Tuesday, February 14, 2012

The Cycle of Poverty in the Local Richmond Community

Peace Forum February 2, 2012
By Valerie Hurwitz

Laura Arendt, third-year Bethany Seminary student, spoke Thursday, February at Peace Forum about Open Arms Ministry. OAM is a non-profit that we’ve talked about on the blog before. They provide emergency assistance for people in the Richmond area, both from their own funds and through coordinating funds local churches have for charity. I won’t repeat the detail that the earlier post contains, but please read it if you’re curious to learn more.
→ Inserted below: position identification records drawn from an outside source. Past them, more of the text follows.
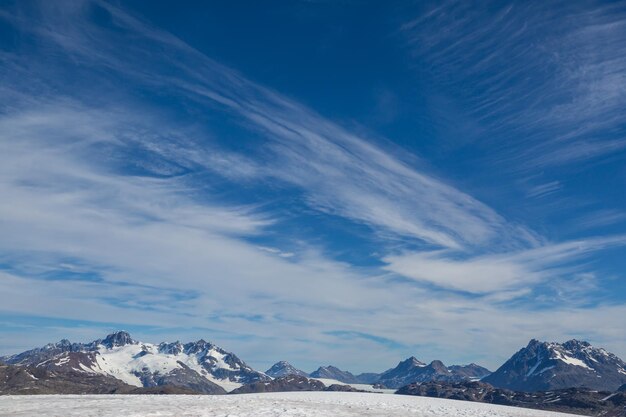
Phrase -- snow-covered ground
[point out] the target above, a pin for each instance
(287, 404)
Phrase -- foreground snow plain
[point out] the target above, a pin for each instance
(287, 404)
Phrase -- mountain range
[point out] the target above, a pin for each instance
(200, 365)
(118, 363)
(544, 366)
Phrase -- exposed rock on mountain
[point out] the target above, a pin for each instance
(292, 383)
(286, 383)
(572, 400)
(542, 366)
(283, 368)
(331, 372)
(412, 370)
(199, 366)
(472, 371)
(28, 380)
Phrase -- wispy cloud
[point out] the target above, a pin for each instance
(339, 172)
(133, 199)
(546, 81)
(501, 272)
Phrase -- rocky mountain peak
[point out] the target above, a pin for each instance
(549, 365)
(283, 368)
(120, 338)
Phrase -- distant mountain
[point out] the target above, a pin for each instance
(572, 400)
(285, 383)
(283, 368)
(412, 370)
(472, 371)
(543, 366)
(331, 372)
(291, 383)
(200, 366)
(367, 378)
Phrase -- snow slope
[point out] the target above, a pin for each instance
(285, 404)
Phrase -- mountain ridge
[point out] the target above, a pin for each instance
(542, 366)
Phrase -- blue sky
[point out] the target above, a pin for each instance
(319, 182)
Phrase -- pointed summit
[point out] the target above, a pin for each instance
(120, 338)
(543, 366)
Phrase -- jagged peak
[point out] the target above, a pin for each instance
(119, 338)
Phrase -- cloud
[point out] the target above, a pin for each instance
(545, 83)
(339, 172)
(118, 210)
(498, 272)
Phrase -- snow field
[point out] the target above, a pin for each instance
(284, 404)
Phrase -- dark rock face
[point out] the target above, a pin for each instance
(543, 366)
(367, 378)
(331, 372)
(471, 371)
(292, 383)
(183, 377)
(286, 383)
(572, 400)
(283, 368)
(412, 370)
(118, 339)
(27, 380)
(82, 360)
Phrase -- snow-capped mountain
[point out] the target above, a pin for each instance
(331, 372)
(472, 371)
(412, 370)
(199, 365)
(283, 368)
(546, 366)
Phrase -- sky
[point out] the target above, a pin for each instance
(322, 182)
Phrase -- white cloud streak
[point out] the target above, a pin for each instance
(167, 250)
Laura’s talk was part logistical information and part theological reflection. She talked about the cycle of poverty, an institutional web making it unlikely that people in poverty will be able to change their educational and financial position significantly in life. In Wayne County, 40% of the school-age children live below the poverty line, #2 in the state. According to Laura, however, the primary need is not financial but personal. People coming into OAM and want someone to listen and validate the struggles they’ve been through. There is a feeling that the rest of the Richmond community, Earlham College, and local Christians have no idea what people in poverty are going through.
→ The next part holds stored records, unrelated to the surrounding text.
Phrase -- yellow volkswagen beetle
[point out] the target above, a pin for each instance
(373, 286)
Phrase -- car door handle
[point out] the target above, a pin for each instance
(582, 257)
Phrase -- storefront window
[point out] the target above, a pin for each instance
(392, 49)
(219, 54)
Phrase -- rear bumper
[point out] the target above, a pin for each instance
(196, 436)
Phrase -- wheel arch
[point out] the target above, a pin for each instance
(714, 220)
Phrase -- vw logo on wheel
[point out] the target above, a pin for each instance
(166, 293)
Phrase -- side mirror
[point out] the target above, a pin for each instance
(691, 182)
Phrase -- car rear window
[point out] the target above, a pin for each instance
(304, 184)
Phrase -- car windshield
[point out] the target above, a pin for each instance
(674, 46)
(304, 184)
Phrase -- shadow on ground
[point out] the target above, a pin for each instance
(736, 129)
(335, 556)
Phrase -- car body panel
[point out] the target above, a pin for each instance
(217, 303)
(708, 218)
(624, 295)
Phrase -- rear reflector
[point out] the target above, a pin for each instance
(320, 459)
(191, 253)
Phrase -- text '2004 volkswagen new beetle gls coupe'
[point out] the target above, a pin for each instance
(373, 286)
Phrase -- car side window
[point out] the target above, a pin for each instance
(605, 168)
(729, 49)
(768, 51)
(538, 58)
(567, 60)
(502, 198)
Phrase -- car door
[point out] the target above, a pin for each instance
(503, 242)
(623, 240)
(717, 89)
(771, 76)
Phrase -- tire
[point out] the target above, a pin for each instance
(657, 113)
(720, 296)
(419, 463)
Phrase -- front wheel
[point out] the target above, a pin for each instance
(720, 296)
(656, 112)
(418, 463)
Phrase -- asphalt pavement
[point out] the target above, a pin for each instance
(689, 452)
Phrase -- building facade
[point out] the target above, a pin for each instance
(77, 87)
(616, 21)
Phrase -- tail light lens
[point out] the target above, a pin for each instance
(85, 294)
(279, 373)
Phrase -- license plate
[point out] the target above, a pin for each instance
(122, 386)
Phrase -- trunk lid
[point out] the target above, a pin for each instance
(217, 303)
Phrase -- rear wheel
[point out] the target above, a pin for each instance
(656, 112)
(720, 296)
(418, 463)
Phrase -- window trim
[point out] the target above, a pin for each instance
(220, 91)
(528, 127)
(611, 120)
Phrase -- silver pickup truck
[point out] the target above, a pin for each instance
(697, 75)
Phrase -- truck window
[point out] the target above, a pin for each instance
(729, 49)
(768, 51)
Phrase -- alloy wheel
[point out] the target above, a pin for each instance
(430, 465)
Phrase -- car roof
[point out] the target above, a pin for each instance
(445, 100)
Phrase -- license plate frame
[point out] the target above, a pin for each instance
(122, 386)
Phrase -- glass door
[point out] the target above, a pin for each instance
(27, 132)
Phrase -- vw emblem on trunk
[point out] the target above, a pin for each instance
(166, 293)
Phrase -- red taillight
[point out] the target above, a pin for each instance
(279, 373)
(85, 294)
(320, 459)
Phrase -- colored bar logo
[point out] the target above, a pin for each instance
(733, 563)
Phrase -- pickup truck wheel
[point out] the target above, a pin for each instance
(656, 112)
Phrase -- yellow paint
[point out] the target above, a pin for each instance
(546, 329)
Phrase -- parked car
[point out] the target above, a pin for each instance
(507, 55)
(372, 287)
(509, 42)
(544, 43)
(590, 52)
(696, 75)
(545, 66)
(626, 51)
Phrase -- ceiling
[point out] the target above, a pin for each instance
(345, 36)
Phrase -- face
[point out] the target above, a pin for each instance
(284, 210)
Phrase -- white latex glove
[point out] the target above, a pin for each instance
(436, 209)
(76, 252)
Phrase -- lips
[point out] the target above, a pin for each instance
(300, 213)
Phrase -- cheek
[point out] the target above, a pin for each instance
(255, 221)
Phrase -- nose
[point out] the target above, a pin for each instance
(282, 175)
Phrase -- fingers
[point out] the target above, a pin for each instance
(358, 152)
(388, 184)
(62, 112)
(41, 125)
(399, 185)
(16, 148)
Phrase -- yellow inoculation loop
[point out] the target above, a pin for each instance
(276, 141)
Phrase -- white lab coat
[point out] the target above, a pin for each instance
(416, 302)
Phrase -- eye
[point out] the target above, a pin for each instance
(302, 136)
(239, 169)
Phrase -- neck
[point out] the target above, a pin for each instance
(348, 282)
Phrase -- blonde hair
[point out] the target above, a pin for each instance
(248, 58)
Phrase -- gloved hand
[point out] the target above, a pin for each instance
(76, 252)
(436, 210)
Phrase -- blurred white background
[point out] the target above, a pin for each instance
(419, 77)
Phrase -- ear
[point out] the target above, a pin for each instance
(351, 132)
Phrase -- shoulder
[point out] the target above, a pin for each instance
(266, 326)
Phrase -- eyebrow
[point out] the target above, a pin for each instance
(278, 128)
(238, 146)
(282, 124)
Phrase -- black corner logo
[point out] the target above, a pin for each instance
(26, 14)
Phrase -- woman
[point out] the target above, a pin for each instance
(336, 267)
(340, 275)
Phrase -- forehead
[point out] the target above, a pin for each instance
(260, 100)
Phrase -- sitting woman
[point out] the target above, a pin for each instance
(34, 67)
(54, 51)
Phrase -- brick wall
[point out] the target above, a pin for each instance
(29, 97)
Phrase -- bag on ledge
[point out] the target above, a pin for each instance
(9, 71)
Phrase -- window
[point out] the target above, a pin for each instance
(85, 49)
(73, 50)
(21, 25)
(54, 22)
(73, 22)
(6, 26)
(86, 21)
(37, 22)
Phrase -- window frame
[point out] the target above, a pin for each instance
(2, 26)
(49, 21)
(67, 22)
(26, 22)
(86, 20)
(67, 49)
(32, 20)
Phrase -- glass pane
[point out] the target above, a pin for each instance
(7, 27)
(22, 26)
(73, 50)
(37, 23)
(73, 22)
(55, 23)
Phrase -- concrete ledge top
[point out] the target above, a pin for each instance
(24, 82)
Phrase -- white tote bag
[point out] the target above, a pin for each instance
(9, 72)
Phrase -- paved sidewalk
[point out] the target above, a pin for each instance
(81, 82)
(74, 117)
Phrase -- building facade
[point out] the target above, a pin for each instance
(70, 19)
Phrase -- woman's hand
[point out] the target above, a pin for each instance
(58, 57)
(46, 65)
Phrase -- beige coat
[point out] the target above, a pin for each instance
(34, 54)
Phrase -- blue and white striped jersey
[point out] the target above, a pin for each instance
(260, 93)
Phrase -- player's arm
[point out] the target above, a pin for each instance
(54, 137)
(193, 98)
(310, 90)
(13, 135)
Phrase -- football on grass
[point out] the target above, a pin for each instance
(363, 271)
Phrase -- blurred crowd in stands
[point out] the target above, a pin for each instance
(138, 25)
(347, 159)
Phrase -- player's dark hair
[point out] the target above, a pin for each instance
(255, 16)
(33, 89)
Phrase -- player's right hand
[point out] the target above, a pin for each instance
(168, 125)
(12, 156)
There is the tendency to make the poor fit into stereotypes: lazy, unmotivated, etc. Laura told two stories that exemplify the type of person she sees. One was a grandmother with 6 other people living in her household, including an infant and a toddler. She is the only one with any income coming in. The second was a man who came in with his 17-year-old son. They were homeless, but the man had several job interviews lined up. (If you want to get Laura up on her soapbox, ask her about Richmond not having a family homeless shelter.) OAM helped him find an apartment and pay the security deposit so that he would have an address to list on his job applications.
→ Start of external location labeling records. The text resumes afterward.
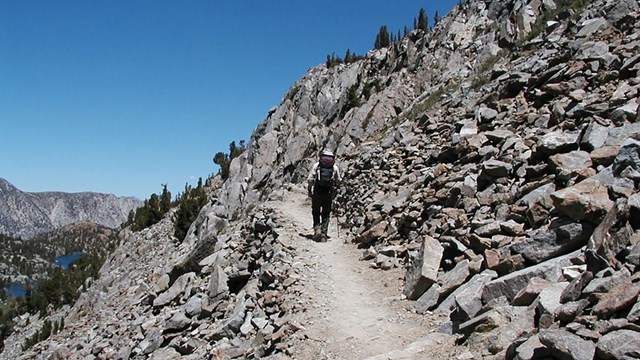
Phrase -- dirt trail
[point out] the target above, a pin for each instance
(352, 310)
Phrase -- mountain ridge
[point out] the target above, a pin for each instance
(25, 214)
(494, 163)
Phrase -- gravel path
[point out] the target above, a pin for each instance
(352, 311)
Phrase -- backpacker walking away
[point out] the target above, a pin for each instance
(323, 181)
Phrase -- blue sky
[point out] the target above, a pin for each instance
(123, 96)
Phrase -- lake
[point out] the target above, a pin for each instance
(64, 261)
(17, 290)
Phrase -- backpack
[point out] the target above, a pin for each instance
(324, 173)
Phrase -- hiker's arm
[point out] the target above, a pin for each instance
(337, 181)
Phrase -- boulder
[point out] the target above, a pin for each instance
(621, 297)
(423, 271)
(546, 244)
(586, 201)
(177, 289)
(558, 142)
(567, 346)
(509, 285)
(620, 344)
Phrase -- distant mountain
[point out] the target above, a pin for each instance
(26, 214)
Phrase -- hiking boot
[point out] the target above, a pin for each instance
(317, 233)
(325, 229)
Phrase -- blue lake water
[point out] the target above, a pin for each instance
(17, 290)
(64, 261)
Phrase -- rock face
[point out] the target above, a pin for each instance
(25, 214)
(496, 153)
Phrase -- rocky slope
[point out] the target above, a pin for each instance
(497, 157)
(24, 214)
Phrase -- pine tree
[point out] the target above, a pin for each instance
(382, 39)
(422, 20)
(165, 199)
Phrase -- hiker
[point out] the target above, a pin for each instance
(323, 181)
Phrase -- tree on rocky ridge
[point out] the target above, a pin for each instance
(383, 38)
(423, 23)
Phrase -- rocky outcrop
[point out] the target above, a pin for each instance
(496, 154)
(25, 214)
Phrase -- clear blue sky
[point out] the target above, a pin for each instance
(123, 96)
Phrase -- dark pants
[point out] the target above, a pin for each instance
(320, 207)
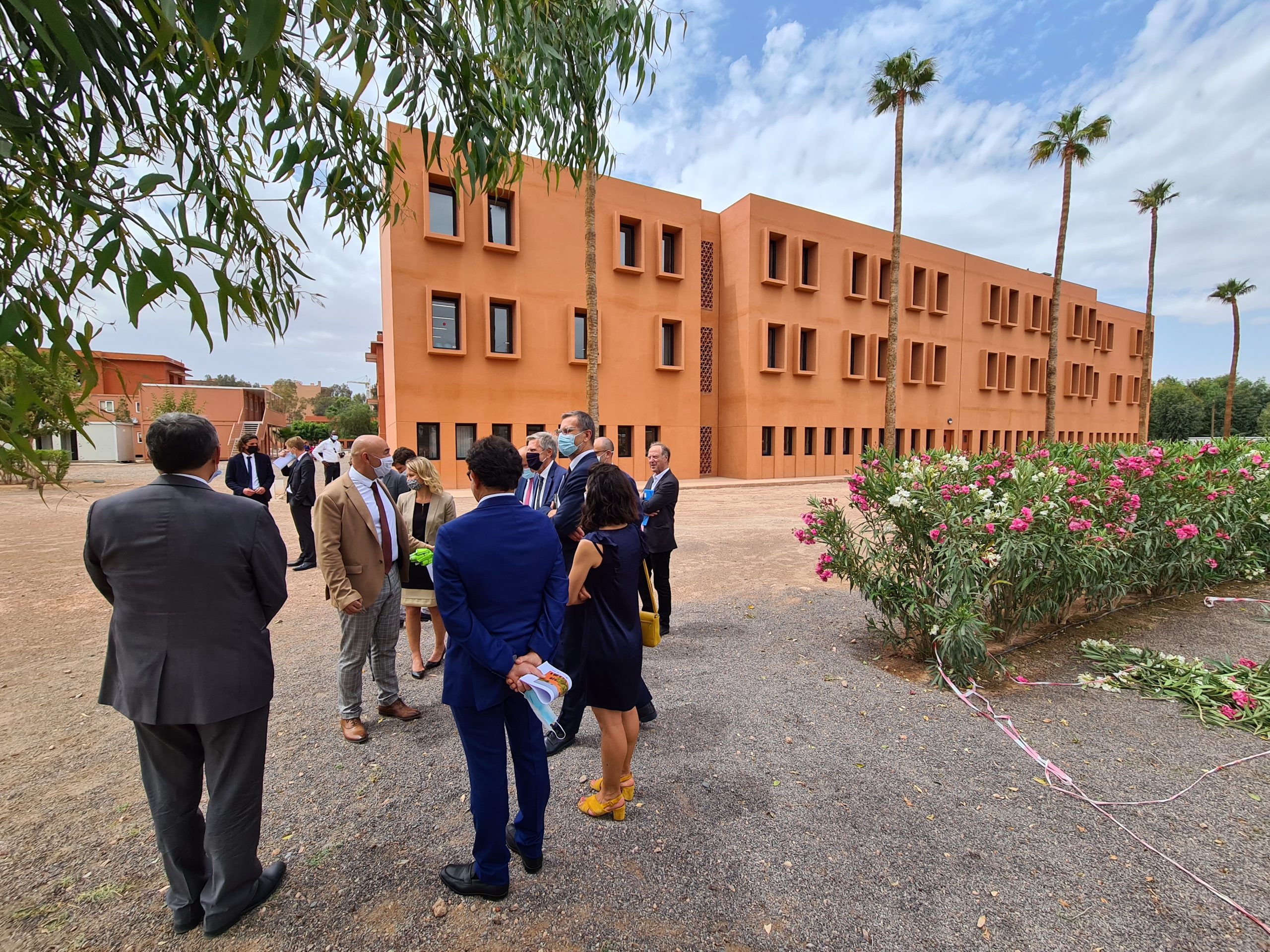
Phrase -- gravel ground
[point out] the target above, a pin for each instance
(793, 794)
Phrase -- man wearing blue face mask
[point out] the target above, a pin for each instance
(362, 550)
(574, 441)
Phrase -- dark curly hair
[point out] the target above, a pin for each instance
(610, 498)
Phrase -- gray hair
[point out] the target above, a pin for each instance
(583, 418)
(547, 442)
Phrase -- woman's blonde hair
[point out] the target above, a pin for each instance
(426, 474)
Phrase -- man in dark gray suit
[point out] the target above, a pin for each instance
(193, 577)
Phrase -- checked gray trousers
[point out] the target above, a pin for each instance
(374, 631)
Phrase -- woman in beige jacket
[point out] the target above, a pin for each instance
(425, 511)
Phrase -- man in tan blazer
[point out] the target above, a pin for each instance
(362, 552)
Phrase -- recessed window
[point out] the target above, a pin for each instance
(443, 210)
(465, 434)
(429, 440)
(807, 351)
(858, 275)
(500, 220)
(942, 293)
(445, 324)
(502, 329)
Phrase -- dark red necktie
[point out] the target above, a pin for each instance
(385, 532)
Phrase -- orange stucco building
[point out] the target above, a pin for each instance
(752, 341)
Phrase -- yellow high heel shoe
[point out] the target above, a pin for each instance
(615, 808)
(628, 787)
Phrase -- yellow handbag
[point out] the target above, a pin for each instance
(649, 622)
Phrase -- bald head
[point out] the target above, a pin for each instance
(369, 452)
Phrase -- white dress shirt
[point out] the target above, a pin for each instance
(369, 488)
(250, 459)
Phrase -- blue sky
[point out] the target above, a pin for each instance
(1187, 83)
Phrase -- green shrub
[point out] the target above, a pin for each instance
(955, 550)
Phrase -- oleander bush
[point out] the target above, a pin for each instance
(954, 551)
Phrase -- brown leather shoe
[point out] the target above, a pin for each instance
(355, 731)
(399, 709)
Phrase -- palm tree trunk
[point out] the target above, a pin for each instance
(1056, 306)
(592, 301)
(1235, 366)
(1148, 337)
(893, 316)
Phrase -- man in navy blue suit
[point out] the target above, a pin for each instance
(502, 590)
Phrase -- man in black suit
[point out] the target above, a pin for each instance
(189, 662)
(574, 441)
(303, 495)
(250, 473)
(661, 494)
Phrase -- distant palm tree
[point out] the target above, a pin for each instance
(1069, 140)
(1230, 293)
(1151, 200)
(898, 80)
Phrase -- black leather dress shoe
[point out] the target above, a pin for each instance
(264, 888)
(187, 919)
(461, 878)
(531, 866)
(557, 744)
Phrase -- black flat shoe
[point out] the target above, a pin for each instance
(264, 888)
(189, 922)
(557, 744)
(461, 878)
(531, 866)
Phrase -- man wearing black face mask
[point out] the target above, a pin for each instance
(541, 479)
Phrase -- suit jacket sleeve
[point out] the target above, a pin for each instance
(93, 561)
(570, 513)
(270, 565)
(330, 561)
(232, 475)
(461, 625)
(547, 636)
(666, 494)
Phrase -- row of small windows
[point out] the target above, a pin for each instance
(429, 437)
(916, 441)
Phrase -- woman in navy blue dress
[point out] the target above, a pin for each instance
(605, 578)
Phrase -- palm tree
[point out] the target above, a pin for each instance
(1231, 291)
(898, 80)
(1151, 200)
(1071, 141)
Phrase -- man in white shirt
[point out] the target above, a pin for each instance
(329, 452)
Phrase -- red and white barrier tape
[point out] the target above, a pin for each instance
(1071, 789)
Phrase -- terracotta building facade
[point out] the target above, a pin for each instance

I have a little personal experience with this on my street in Richmond, which is mostly rentals. I am constantly picking up garbage. The gentlemen down the alleyway have a confederate flag in their garage. One of the neighbor’s cats recently started visiting my house, looking for food. I happened to see and speak to the cat’s owner for a few minutes and found out that she has not had enough money to have the cat spayed and vaccinated and worries about the cat’s health. She also spoke of having to sell or junk her car for lack of money for repairs, leaving her without transportation. My other neighbors moved out without telling the landlord and shooed their (indoors) cat out of the apartment to live on the street. (As you can tell, I am a cat magnet.) Stereotypes are often there for a reason even when they’re not entirely true; I could look at the confederate flag, at the abandoned animals, at the trash, at the broken-down car, etc., and stereotype. Certainly there is a basic assumption (some people on my street live in poverty and have some of the associated limitations in living their lives) that is correct, although not universal and certainly varying greatly.

It’s critical to keep an open mind and heart to the people around you. It’s also important for those of us living in Richmond to be mindful of the incredible work that can be done in our own community. Laura pointed out that it’s easy for the residential students to feel poor living off part-time work and graduate loans, but ultimately important to remember that our educational loans are a “down payment” on skills,
transformational experiences, and future employment. Cyclical poverty is quite different. So, what examples of poverty have you seen in your area (particularly the Richmond area, if you’ve lived here)? What do you think are some solutions to that poverty? What can you do personally?

Valerie Hurwitz is Director of Recruitment and Admissions at Earlham School of Religion. She lives in Richmond, Indiana and serves as choir director at West Richmond Friends Meeting.